Quand on vous a vue, en juin 2017, au côté d’Avni Orllati lors de la cérémonie d’ouverture du chantier du quartier des Cèdres, à Chavannes-près-Renens, cela a aussi alimenté les soupçons de favoritisme. Le regrettez-vous?
Il venait d’être blanchi du soupçon de pollution organisée. La décision de justice était définitive, car personne n’avait qualité pour recourir. Je rappelle que l’enquête pénale avait eu lieu à la suite de notre dénonciation. On aurait pu craindre une demande de dommages et intérêts de sa part, car notre dénonciation avait nui à son image. Dès lors qu’il avait invité la cheffe du département, je me devais de le traiter comme tous les autres entrepreneurs du canton.

Créé: 02.03.2019, 08h35

Le directeur du Centre patronal met à l’écart un protagoniste

«On a des doutes sur la neutralité de certains services de l’État.» Le secrétaire de l’Association vaudoise des graviers et déchets, Jean-Luc Pirlot, a mis les soupçons de favoritisme sur la place publique dans l’émission «Mise au point» consacrée à Orllati le 14 octobre 2018. Il a également évoqué ses questionnements quant au succès fulgurant de l’entreprise de Bioley-Orjulaz. Un mois plus tard, il était démis de ses fonctions de secrétaire par le directeur du Centre Patronal, Christophe Reymond, comme le révélait «Le Matin Dimanche» en janvier.

Pourtant, Christophe Reymond était également intervenu dans ce dossier. Le 2 février 2018, le directeur du Centre Patronal s’est fendu d’une intervention devant les ministres Philippe Leuba et Pascal Broulis lors d’une séance réunissant des représentants des milieux économiques et de l’État. «J’y évoquais les velléités de certains services du Canton, qui m’étaient rapportées du terrain, de s’immiscer dans le processus d’élimination des résidus d’incinération par l’établissement de zones d’apport», explique-t-il.

À cette époque, un projet de révision du plan de gestion des déchets, «visant précisément à instaurer des zones d’apport pour certains matériaux qui n’étaient pas soumis jusqu’alors à de telles prescriptions», est mis en consultation au sein de la Commission cantonale consultative de coordination pour la gestion des déchets. «Nous étions opposés à cette ingérence étatique», conclut Christophe Reymond, qui assure n’avoir parlé ni de «choix de sites» ni «d’une entreprise plutôt qu’une autre».

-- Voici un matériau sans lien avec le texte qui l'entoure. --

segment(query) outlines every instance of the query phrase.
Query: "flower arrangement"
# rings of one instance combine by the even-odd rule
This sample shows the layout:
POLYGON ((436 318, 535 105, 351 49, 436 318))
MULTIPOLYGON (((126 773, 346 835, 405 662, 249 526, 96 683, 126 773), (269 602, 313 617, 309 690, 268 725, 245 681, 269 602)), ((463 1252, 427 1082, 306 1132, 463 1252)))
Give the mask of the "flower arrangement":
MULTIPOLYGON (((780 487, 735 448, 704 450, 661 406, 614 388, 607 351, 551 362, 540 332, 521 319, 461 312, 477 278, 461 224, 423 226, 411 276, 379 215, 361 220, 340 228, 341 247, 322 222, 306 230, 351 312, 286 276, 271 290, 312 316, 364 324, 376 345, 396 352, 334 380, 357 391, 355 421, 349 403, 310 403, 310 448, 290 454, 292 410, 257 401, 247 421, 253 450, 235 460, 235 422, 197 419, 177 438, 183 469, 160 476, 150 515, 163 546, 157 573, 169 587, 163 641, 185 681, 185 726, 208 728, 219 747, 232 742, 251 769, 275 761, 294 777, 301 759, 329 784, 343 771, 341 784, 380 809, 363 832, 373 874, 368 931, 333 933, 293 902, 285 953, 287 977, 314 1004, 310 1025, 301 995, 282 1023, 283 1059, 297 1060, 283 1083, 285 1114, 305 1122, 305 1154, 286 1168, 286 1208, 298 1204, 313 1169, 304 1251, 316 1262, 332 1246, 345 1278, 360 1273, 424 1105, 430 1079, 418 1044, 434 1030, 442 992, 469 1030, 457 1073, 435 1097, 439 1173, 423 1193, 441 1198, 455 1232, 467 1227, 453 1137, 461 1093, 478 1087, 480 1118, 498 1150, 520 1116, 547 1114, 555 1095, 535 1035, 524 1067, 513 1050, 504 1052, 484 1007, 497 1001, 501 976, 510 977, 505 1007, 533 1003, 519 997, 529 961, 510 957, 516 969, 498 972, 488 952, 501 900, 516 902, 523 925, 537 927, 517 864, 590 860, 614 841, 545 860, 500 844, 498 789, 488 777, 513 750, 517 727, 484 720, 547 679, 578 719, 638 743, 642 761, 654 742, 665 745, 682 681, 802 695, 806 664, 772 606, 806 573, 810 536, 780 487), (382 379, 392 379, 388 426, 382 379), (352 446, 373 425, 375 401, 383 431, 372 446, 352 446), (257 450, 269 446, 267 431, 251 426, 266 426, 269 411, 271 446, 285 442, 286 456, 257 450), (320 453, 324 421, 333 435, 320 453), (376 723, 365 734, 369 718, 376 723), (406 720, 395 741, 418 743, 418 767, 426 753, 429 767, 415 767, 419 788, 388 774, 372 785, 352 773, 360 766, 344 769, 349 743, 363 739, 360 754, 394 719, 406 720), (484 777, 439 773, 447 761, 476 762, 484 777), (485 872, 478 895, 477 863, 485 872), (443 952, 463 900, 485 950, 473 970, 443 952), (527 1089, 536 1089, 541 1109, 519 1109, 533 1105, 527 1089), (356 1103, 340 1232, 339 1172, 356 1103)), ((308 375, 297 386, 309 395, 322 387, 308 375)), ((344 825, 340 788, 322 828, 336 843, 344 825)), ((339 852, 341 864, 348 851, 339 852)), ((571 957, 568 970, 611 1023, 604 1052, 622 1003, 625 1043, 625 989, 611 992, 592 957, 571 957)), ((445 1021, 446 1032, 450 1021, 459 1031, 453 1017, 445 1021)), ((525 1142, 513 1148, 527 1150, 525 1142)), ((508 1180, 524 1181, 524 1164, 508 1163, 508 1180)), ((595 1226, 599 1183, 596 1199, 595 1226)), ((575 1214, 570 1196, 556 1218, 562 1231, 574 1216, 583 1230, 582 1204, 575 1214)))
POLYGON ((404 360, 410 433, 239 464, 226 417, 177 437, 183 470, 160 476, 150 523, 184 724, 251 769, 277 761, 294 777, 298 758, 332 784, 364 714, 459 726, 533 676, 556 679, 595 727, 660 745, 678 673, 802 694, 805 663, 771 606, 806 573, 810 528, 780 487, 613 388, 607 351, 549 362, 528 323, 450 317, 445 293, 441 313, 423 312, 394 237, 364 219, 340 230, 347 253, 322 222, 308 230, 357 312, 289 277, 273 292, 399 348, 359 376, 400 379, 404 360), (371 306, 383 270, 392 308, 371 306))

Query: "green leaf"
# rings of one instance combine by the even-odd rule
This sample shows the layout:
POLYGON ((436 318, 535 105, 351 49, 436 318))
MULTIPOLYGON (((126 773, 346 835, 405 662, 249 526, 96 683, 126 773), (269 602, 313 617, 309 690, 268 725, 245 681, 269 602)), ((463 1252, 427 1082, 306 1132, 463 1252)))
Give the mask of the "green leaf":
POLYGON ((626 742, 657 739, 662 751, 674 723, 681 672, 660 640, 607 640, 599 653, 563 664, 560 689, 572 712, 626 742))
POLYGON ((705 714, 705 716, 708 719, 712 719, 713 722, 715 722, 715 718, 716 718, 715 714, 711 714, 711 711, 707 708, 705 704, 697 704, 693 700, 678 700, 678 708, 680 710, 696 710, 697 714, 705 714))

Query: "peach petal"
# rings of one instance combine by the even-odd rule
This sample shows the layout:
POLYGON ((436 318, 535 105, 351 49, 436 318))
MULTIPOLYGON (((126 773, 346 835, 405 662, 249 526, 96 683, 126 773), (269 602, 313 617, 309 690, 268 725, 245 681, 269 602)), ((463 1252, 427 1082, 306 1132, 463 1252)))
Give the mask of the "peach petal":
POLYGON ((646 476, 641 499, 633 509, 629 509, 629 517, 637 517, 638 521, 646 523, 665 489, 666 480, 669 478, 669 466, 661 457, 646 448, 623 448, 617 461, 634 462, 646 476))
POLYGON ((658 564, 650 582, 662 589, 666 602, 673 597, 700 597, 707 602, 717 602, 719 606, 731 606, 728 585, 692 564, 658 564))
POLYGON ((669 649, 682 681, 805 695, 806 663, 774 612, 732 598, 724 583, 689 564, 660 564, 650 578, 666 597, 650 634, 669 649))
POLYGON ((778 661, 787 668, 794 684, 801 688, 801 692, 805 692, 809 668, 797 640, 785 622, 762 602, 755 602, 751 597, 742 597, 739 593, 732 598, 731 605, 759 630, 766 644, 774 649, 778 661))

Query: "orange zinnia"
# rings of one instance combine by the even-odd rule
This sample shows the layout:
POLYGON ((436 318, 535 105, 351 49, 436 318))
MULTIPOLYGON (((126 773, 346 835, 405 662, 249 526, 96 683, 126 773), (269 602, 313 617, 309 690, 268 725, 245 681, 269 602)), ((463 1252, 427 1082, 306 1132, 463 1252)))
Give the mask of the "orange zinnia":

Pourquoi avoir sanctionné Jean-Luc Pirlot, alors que lui-même jugeait la situation préoccupante? «Le départ de
M. Pirlot du secrétariat de l’AVGD a été décidé dès lors que les propos qu’il avait tenus au sujet de l’entreprise Orllati étaient problématiques, répond Christophe Reymond. Il n’est ni normal ni souhaitable qu’une association prenne position sur la marche des affaires d’une entreprise en particulier.» Jean-Luc Pirlot reste employé du Centre Patronal, mais il n’est plus secrétaire de l’AVGD. Contacté, il n’a pas souhaité s’exprimer sur sa mise à l’écart.

Le Centre Patronal a réagi à la suite d’une interpellation d’Orllati. Le groupe de Bioley-Orjulaz a également déposé une plainte contre la RTS auprès de l’Autorité indépendante d’examen des plaintes en matière de radio-télévision suite à l’émission «Mise au point». La RTS confirme cette information mais ne la commente pas, la procédure étant en cours.